I was able to contact a local Texas insurance Company (not a name I ever heard of, and I can’t remember it) and the agent I was given was super helpful. He was able to get us coverage through Progressive under a Commercial Policy, for now. I am going to try to change this once we can register the bus as an RV as it is more expensive under commercial. The cost is $1400 a year…a little steep for just liability but for peace of mind for Crab to get home, I can handle it.
In Texas, you need a Class B license (not a CHL license) to drive a bus. You have to pass a written test and bring your bus to take the drivers test, to get your license….so how do you get your bus with no license? Find a friend, or play the “dance in the gray area game”. Crab has driven several types of military vehicles during his service in the Army as an Airborne Infantryman. They ranged from Susvees (spelling) in Alaska to Stryker Vehicles (tanks on wheels). His confidence in driving the bus was pretty high to begin with, so that helped my nerves! After studying all night, he passed his Written Test with flying colors before he left to check out and buy our bus. The DMV employee told him to remove all of the seats and have “school bus” painted over before he brought it to her to do his drivers test. Since none of our friends who possess CHL licenses could just up and leave their jobs to drive our bus back from Phoenix, we decided to dance in that gray area of the law. I don’t recommend it, as it was definitely stressful! But it worked out. Having insurance for Crab on his way home helped him look somewhat squared away if he was pulled over, and since he would be so close to border checkpoints it made his nerves a bit more shaky! But even after stopping at a checkpoint, he was clear to go and did not have any issues on his way home:) We def had to break the law to become in compliant with the law, but it worked out. And Crab passed his driving test this week so now we are 100% good to go until we need to register the bus as an RV, still doing research on that one though.
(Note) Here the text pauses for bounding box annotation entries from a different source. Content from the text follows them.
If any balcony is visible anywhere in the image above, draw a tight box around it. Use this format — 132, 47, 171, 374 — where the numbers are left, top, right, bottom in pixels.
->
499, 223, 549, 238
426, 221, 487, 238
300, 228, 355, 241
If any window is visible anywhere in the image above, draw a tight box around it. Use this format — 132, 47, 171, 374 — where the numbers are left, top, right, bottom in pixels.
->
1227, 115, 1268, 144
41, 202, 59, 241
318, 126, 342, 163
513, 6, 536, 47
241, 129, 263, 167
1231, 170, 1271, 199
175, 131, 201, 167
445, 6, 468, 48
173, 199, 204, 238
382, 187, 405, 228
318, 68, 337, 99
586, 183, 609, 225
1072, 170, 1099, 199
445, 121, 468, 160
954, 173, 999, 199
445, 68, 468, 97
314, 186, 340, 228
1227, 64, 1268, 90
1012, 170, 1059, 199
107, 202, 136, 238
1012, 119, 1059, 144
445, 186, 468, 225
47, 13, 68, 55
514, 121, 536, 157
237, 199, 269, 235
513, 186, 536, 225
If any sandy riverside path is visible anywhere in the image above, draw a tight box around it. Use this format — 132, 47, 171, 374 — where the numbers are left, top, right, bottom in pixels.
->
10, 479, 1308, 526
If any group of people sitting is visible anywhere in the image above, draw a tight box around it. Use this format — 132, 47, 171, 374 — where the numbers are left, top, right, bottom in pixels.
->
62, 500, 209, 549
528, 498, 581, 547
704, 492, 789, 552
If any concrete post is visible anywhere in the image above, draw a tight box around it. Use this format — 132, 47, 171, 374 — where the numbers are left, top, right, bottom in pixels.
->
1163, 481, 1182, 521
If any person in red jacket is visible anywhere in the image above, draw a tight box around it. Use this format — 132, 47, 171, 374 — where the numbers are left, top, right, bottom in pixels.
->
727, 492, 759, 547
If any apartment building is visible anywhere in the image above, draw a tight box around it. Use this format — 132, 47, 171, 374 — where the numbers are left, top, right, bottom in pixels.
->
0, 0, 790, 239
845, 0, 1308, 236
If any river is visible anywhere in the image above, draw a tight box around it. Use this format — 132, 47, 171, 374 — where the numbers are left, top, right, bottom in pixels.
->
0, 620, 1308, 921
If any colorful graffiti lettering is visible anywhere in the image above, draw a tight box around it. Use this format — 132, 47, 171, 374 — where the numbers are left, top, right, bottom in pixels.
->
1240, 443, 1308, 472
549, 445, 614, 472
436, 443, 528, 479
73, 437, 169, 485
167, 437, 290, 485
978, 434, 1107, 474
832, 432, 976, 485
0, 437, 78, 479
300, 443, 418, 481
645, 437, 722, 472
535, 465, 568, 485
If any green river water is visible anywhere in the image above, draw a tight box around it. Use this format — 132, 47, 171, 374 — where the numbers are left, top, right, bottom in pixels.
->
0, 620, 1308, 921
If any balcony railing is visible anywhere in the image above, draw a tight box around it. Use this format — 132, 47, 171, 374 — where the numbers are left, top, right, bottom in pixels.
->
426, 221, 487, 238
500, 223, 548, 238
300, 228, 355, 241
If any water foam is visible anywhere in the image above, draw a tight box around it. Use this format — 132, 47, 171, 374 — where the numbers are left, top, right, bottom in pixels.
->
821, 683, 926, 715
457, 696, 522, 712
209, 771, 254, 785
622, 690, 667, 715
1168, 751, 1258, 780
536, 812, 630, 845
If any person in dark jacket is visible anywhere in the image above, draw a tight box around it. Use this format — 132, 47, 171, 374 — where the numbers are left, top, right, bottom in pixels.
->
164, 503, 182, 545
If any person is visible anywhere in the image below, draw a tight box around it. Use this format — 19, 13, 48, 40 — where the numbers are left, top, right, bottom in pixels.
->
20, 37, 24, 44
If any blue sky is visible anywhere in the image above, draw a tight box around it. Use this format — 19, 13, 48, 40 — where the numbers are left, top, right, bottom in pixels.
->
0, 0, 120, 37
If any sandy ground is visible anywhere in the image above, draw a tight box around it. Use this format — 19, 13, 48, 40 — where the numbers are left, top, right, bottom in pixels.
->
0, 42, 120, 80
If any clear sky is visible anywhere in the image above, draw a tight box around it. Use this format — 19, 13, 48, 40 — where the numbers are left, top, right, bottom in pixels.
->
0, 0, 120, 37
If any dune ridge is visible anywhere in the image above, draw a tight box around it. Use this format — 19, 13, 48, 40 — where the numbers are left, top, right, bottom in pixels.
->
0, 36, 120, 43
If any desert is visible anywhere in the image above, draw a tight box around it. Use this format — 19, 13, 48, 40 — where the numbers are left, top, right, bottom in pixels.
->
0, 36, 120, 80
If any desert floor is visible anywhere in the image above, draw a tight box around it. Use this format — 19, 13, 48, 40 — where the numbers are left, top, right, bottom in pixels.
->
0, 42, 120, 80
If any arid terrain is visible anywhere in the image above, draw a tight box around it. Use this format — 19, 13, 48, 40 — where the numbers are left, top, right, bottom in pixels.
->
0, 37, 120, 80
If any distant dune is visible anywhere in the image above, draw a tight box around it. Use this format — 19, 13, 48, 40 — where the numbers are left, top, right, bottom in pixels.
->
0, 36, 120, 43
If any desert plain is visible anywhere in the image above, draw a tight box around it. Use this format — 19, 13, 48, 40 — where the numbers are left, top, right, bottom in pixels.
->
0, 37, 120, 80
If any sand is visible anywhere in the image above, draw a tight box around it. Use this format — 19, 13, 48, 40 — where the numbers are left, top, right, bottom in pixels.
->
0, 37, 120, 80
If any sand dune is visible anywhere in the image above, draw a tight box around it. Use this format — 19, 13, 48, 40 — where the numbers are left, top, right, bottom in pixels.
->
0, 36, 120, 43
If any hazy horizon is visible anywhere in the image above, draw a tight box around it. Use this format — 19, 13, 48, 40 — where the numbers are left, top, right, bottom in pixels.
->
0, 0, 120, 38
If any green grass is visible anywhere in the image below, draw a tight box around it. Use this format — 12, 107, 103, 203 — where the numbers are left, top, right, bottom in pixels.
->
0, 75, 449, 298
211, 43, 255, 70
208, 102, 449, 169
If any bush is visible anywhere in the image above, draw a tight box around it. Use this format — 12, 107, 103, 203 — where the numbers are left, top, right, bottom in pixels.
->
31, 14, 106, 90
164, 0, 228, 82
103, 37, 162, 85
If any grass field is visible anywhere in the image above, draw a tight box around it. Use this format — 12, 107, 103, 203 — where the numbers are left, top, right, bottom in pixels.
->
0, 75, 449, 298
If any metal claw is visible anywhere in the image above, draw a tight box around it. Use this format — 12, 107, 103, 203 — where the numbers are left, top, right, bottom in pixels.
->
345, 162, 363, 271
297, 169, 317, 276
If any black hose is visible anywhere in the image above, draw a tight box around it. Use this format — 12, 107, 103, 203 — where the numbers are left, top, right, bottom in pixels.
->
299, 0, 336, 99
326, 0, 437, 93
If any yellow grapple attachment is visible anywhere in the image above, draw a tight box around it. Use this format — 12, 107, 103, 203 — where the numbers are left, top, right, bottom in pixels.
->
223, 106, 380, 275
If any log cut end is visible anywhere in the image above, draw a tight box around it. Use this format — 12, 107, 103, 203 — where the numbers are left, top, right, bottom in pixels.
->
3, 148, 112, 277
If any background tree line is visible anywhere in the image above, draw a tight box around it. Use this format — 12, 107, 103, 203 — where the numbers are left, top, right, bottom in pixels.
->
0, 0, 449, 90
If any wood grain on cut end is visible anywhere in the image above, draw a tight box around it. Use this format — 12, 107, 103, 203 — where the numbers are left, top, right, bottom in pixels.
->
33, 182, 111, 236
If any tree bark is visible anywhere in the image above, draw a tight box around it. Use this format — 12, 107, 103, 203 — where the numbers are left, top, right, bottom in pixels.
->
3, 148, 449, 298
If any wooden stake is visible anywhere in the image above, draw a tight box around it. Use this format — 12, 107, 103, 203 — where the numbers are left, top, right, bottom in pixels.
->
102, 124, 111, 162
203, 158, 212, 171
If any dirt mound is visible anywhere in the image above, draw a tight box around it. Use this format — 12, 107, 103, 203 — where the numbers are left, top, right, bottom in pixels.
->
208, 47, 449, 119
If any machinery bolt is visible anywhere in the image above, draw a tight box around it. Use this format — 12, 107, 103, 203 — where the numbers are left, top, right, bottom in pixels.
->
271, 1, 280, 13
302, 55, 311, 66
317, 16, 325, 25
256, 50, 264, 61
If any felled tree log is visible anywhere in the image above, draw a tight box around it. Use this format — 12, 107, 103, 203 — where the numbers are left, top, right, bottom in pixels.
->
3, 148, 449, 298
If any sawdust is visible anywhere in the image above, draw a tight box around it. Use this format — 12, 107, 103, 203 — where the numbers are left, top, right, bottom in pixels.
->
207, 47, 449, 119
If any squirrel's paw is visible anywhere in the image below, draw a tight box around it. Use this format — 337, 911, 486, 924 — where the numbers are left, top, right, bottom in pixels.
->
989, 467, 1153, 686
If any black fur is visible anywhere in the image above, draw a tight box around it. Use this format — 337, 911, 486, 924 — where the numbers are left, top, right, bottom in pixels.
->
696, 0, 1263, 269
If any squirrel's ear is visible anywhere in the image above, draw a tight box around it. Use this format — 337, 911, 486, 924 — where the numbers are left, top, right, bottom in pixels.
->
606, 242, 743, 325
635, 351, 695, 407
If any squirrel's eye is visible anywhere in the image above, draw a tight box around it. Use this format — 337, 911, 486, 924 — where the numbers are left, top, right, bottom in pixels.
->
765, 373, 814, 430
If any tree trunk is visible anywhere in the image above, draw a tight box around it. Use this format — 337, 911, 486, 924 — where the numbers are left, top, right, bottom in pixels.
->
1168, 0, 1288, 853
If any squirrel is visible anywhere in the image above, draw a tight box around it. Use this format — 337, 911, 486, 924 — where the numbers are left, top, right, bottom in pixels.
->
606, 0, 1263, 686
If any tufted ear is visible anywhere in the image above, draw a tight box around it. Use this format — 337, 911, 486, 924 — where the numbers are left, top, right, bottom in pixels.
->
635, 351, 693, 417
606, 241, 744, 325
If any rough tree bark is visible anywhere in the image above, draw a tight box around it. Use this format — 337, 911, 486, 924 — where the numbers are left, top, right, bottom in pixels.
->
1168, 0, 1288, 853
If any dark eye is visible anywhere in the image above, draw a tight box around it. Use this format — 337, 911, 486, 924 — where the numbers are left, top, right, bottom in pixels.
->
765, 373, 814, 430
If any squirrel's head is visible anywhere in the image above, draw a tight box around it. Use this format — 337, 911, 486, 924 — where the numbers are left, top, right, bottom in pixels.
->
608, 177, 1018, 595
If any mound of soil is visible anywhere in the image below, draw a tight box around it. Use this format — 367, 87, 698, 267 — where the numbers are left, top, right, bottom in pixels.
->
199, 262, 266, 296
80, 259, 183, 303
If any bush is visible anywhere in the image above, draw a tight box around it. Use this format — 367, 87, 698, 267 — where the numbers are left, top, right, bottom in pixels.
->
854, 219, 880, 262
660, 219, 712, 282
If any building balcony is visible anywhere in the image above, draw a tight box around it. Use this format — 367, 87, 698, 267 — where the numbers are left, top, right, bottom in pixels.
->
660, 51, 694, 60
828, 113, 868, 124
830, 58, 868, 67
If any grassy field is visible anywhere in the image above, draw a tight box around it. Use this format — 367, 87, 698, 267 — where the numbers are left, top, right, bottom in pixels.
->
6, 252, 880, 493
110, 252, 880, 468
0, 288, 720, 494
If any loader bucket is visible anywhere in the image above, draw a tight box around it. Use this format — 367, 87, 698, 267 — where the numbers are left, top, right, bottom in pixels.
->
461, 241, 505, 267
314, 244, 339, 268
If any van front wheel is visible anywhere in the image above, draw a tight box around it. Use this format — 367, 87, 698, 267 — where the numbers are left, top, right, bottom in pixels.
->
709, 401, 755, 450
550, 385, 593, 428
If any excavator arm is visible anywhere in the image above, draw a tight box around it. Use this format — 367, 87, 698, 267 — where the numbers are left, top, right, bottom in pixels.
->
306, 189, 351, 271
The driving and written tests does not include the school bus portion as long as your bus does not have school bus on it or the seats in it. Definitely check your state laws though because they are VERY different state to state.
We surround ourselves with quality friends, as quantity doesn’t matter. This is a lesson we learned a few years ago as we hit some milestones in our ever growing and changing lives. One of those great friends, Jimbo, was an Army buddy of Crab’s and his brother-in-law is a diesel mechanic. His house is a little north, in west Texas and more than half way between Phoenix and our place. This made an excellent stopping spot for Crab to have the bus inspected by a no Bull**** mechanic (I hear there are some that rip you off), especially after driving 1000 miles from Phoenix. That bus probably never went that far for that long. The mechanic confirmed the gauge’s readings and said we got an excellent deal on the bus. He suggested one thing that would need to be replaced in the future, but overall it was in great shape. We plan on going back to him when we need to work on the bus so he can teach us how to do it ourselves.
Crab finally sent me a picture of him driving the bus to curb my excitement a little. The girls and I were completely ecstatic and could not wait for him to get home with our future tiny house!